The output definition goes a long way toward describing what the program is supposed to do. Now you must decide how to accomplish the job. You must order the details that you have so they operate in a time-ordered fashion. You must also decide which decisions your program must make and the actions produced by each of those decisions.

Throughout the rest of this 24-hour tutorial, you’ll learn the final two steps of developing programs. You will gain insight into how programmers write and test a program after developing the output definition and getting the user’s approval on the program’s specifications.

In the past, users would use tools such as flowcharts and pseudocode to develop program logic. A flowchart is shown in Figure 3.3. It is said that a picture is worth a thousand words, and the flowchart provides a pictorial representation of program logic. The flowchart doesn’t include all the program details but represents the general logic flow of the program. If your flowchart is correctly drawn, writing the actual program becomes a matter of rote. After the final program is completed, the flowchart can act as documentation for the program.
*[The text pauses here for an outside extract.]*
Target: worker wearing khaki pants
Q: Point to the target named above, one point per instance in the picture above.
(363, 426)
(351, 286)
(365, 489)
Flowcharts are made up of industry-standard symbols. Plastic flowchart symbol outlines, called flowchart templates, are still available at office supply stores to help you draw better-looking flowcharts instead of relying on freehand drawing. There are also some programs that guide you through the creation of a flowchart and enable you to print flowcharts on your printer.

Although some still use flowcharts today, RAD and other development tools have virtually eliminated flowcharts except for depicting isolated parts of a program’s logic for documentation purposes. Even in its heyday in the 1960s and 1970s, flowcharting did not completely catch on. Some companies preferred another method for logic description called pseudocode, sometimes called structured English, which involves writing logic using sentences of text instead of the diagrams used in flowcharting.
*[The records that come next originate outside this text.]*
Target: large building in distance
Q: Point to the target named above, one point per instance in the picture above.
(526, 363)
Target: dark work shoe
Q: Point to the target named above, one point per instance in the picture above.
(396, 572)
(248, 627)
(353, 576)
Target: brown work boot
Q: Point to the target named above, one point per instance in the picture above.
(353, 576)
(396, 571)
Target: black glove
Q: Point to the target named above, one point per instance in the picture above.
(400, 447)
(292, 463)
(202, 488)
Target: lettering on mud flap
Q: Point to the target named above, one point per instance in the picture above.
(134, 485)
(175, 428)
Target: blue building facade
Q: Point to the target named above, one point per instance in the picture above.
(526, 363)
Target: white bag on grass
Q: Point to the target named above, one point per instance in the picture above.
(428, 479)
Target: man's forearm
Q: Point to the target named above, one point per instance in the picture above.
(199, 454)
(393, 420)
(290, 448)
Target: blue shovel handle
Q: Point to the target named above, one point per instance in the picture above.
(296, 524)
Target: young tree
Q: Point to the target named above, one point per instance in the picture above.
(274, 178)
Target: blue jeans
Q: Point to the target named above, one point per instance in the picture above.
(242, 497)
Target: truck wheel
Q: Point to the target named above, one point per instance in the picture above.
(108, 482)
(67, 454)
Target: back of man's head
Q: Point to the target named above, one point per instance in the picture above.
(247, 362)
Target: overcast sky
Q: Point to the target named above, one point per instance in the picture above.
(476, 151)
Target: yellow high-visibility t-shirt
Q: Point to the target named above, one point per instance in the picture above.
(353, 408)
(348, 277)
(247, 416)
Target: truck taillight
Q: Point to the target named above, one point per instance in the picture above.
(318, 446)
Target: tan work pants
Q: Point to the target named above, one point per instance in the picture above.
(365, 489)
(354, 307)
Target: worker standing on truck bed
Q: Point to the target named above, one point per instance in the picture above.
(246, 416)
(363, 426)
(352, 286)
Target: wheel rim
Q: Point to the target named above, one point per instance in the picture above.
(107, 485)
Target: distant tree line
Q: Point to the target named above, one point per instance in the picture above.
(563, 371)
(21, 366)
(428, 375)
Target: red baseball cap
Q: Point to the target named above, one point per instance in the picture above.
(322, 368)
Pseudocode doesn’t have any programming language statements in it, but it also is not free-flowing English. It is a set of rigid English words that allow for the depiction of logic you see so often in flowcharts and programming languages. As with flowcharts, you can write pseudocode for anything, not just computer programs. A lot of instruction manuals use a form of pseudocode to illustrate the steps needed to assemble parts. Pseudocode offers a rigid description of logic that tries to leave little room for ambiguity.

FIGURE 3.3

Figure 3.3 The flowchart depicts the payroll program’s logic graphically.
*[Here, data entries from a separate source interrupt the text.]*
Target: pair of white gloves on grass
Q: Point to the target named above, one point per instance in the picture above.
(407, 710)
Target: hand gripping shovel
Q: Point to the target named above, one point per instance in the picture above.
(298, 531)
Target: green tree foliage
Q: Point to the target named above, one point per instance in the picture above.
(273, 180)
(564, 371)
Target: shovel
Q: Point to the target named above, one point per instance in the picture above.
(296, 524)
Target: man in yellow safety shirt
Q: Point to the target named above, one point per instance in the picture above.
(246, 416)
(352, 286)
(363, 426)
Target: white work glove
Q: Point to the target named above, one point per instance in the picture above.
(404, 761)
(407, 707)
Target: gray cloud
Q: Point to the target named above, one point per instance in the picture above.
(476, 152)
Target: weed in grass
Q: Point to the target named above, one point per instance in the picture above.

Here is the logic for the payroll problem in pseudocode form. Notice that you can read the text, yet it is not a programming language. The indention helps keep track of which sentences go together. The pseudocode is readable by anyone, even by people unfamiliar with flowcharting symbols:

For each employee:
  If the employee worked 0 to 40 hours then
    net pay equals hours worked times rate.
  Otherwise,
    if the employee worked between 40 and 50 hours then
    net pay equals 40 times the rate;
    add to that (hours worked -40) times the rate times 1.5.
  Otherwise,
    net pay equals 40 times the rate;
    add to that 10 times the rate times 1.5;
    add to that (hours worked -50) times twice the rate.
  Deduct taxes from the net pay.
Print the paycheck.

Step 3: Writing the Code

The program writing takes the longest to learn. After you learn to program, however, the actual programming process takes less time than the design if your design is accurate and complete. The nature of programming requires that you learn some new skills. The next few hourly lessons will teach you a lot about programming languages and will help train you to become a better coder so that your programs will not only achieve the goals they are supposed to achieve but also will be simple to maintain.